If I had to guess, the reason why this term appears in the spoiler tab is because the mc (Dan) is force by "fate" to have a relainsongship with his past self. Despite the fact that he/she is attracted to women.
This, and more specifically, in the context of gender-bender fiction, it refers to the trope that when a person is magically transformed to the opposite gender, their orientation flips so they're still heterosexual. It's pervasive in older gender-bender-fiction, including a lot of my own earlier work, such as this story. I try not to use that trope in my newer stories, and I've started using CWs when I repost older stories using the trope.
@TrismegistusShandy It makes sense in the context of the story, Genies are known to make people regret their wishes in fiction (by granting them in an unexpected way). It is also hard to feel sorry for Dan, since he was planning to turn Jack into a women.
Why is Jack a backstaber? Did I miss a chapter?
This was an exercise in writing super-concisely to a tight word count limit, so I tried to imply a lot more than I said. (The first draft was even shorter and none of my beta readers could figure out what was going on. )

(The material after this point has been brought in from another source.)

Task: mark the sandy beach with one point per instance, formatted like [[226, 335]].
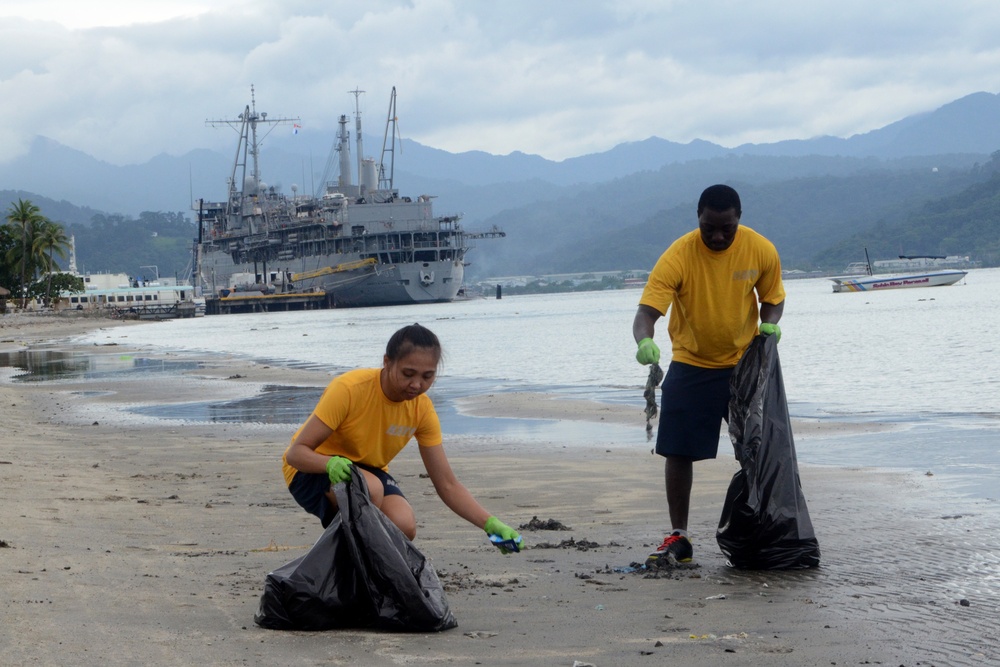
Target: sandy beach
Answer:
[[127, 541]]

It's been long enough since I wrote it (late 2017) that I don't remember exactly what betrayal I had in mind, but the story is basically a riff on a number of old gender-bender stories I read back in the day where two friends find a genie and one of them betrays the other by wishing for the other to turn into his wife/girlfriend. I should probably rewrite this to be less opaque at some point, but on the other hand pressing forward and finishing new stories would be even better.
@TrismegistusShandy I get it, but the phare "your backstabbing buddy Jack", implies that Jack is the backstabber. But the truth is that Dan is the real backstabber.
I think that you were panning for Dan to be the backstabber, but you forgot.
If you are planning for a rewrite, I recommend fixing that. Also I would like to get more information of what happened to Jack afterwards (does not need to be much, you can just say that Jack stopped talking to Dan and eventually went to another city). Or you can't ignore my advice entirely, I have no experience in writing.
@Hollow_Man The intent was that Dan was using a wish to get back at Jack, who had betrayed him in some unspecified way before the story began. But I guess it doesn't come across. I'd probably have to expand the story a good deal to improve it much, and I'd rather focus on writing new stories. Actually, it might be best to just cut Jack out of the story entirely, if I'm not going to expand the story to flesh out his character.
@TrismegistusShandy It was pretty clear to me on my read.